A week ago, Governor Brown ordered a mandatory 25% reduction in water usage on campuses, golf courses, and cemeteries and to replace large lawns with drought tolerant landscaping. A temporary statewide rebate program is set up to encourage homeowners to replace old appliances for more efficient ones. Local agencies will aid in enforcing usage limits by hiking rates and fees accordingly.

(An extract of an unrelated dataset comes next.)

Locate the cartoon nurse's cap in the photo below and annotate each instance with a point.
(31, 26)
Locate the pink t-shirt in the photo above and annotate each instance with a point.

At the beginning of April, the Sierra Nevada snowpack, which provides 30% of the state’s water supply, usually has 5 feet of snow is now a path of dry grass. Approximately 70% of the state’s water supply comes from surface water (rivers, lakes, streams) so the Sierra Nevada snowpack plays a crucial role in not depleting our natural resources. Critics accused Governor Brown of not being hard enough on farmers and ranchers, which uses roughly 80% of our water supply. Water experts claim that the agriculture industry has suffered enough over the past four years, so no additional burden is necessary presently.
To put things into perceptive, in 2013 nearly 50% of all fruits, nuts and vegetables produced in the United States were grown in California; total output valued at $46.4 billion. In household usage, more than 50% of water is used for landscaping, another 40% accounts for toilet flushes and showers. So really, reducing our water consumption to 25% is not impossible and does not have to be too painful. We have to change our habits immediately, or suffer in the near future. And this is not limited to California or even the western states, because shortly thereafter, more states nationwide will start to feel the pain, when their dairy products, fruits and vegetables supply drastically reduce to be replaced by scarcity and higher prices.